Moe Lane (crosspost)

PS: The people hyperventilating at the sight of the word ‘Crusade’ right now are the exact same people who got us into this mess in the first place when they encouraged this administration to run pell-mell out of Iraq, just in time for a death cult to move in. So I really don’t care if those people are upset. In fact, I kind of hope that they are.

*’Empire,’ for the benefit of anitwar progressive Democrats and other functional illiterates, classically refers to a geopolitical situation where a core area controls a number of distinct but subservient outer areas.  This would pretty much describe any situation where ISIS conquers a cosmopolitan state like Lebanon, or even Jordan. Or both.  As for ‘Dark’… look, I don’t want you reading this if you’re prepared to contest that ISIS isn’t evil to the core.

9 thoughts on “Some thoughts, several years before the start of the Tenth Crusade.”

  1. Back to the Future in one, Moe! Let’s just hope the coming Little Ice Age doesn’t presage another Dark Ages complete with accompanying plagues and Barbarian Hordes!

    1. Barbarian hordes are good. They melt away under high velocity weapons just like spraying hot water on a snow bank. The Brits even had a name for it, “sloshing them with Martinis,” a reference to massed Martini repeating rifle fire against hordes of charging Sudanese.

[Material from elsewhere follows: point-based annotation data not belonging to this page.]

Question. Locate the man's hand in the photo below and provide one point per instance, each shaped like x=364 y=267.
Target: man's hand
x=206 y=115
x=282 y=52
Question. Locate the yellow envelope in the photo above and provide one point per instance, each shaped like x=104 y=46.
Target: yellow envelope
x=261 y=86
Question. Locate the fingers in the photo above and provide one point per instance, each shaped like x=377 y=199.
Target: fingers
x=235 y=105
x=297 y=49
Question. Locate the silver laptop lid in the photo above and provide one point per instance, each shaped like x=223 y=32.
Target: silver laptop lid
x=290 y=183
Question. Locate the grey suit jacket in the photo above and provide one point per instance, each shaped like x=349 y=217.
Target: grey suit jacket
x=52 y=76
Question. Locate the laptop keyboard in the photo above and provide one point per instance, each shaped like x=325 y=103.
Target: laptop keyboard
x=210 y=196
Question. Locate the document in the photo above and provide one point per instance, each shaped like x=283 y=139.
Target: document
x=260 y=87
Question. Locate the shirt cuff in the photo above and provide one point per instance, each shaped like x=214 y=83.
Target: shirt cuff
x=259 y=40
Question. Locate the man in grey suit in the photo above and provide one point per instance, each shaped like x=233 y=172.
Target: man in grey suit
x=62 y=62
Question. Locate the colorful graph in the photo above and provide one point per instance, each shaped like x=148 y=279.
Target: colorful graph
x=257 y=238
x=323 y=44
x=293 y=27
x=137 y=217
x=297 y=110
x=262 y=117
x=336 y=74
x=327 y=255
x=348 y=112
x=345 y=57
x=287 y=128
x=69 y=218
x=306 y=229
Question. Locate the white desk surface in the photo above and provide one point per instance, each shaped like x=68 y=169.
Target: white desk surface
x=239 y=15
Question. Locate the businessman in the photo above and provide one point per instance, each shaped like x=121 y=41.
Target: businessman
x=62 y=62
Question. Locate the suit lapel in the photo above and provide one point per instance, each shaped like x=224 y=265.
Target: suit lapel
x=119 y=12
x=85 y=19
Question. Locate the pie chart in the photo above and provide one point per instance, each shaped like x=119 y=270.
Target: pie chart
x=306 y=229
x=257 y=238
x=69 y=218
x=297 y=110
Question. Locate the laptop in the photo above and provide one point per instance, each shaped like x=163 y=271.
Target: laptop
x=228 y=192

      1. Colour Sergeant Bourne: The Zulus are gone. It’s a miracle!
        Lieutenant Chard: If it’s a miracle, Colour Sergeant, it’s a .45 caliber Boxer-Henry miracle.
        Colour Sergeant Bourne: And a bayonet. With some guts behind it.

  2. Other things I’m sure of:
    Large portions of this post were not aimed at us.
    The people this post is aimed at will find the argument “this war is clearly inevitable, and it is much better to fight it on ground of our choosing, at the time of our choosing” not only unconvincing, but inconceivable.

      1. I’m not certain Cassandra ever benefited from that ability.
        But I’m pretty sure messengers get beheaded even more often than infidels.
        .
        Don’t get me wrong, I appreciate the cri de coeur.
        But there are none so blind as those who will not see. Many of those who propelled Obama into office are determined not to look. The abyss is a scary thing to contemplate.

        1. The same people who propelled Obama into office will claim***, when we eventually do start fighting ISIS, that the CIA* or the Department of Defense facilitated ISIS’s rise just so they could “steal oil” or something equally as trite**

          *They’d be correct if by facilitate they mean Obama abandoned Iraq and ignored nearly every intelligence report until it was too late.
          ** We’ll probably hear more Libertarians quote Eisenhower out of context.
          *** Half of the Democratic Party are truthers, so I don’t think I’m being hyperbolic with my prediction.